In Sales, Assumptions are Worthless
Back in my early days in sales, I thought I had a pretty good handle on who would be a good client and who wouldn't. In fact, I felt pretty darn good about my ability to judge who would make a high potential prospect and who I shouldn't waste my time on.
In retrospect, I had a lot to learn.
I'd spend months sending message after call after message to a Vice President at a major food company, who I was introduced to through a mutual friend. He would send me pleasant messages indicating some management change, some environmental delay, some business issue at hand, that meant now was not the right time to speak. Suggesting we should connect after another month or two. I would do so, and the cycle would repeat itself.
At the same time, there was another senior VP at a different company who I knew from my prior career, who I wouldn't call on because I felt he wouldn't be interested. Why? Well, I reasoned, he and I didn't really know each other. We'd pass each other in the halls at my old company, maybe say hello but not really engage. I thought if I'd call him, he wouldn't be interested in taking the call, or take the time to learn about what I sold. I expected him to be closed to the discussion.

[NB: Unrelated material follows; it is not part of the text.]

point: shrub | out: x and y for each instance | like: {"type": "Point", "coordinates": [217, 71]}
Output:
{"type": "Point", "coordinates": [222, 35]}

On both counts, I assumed.
Of course, ultimately, I realized that there was no opportunity with the first VP. And the second one? When I finally made the call, he turned out to be one of my biggest clients.
Fact is, when it comes to sales, assumptions are a dangerous proposition. And, in my experience, usually wrong.
In sales, you need to let the facts, the data, the actual experience drive your decision making, your actions, your beliefs. So long as you believe in your product, your service and that you have something to offer, make that call. Reach out to that prospect. Dare to have that conversation.
Assumptions, or preconceived notions, do nothing but hold you back from your ultimate goal and often for no good reason. You're playing the odds for no reason.
Don't waste time, effort and, frankly, potential revenues on assumptions that almost always have no basis in reality.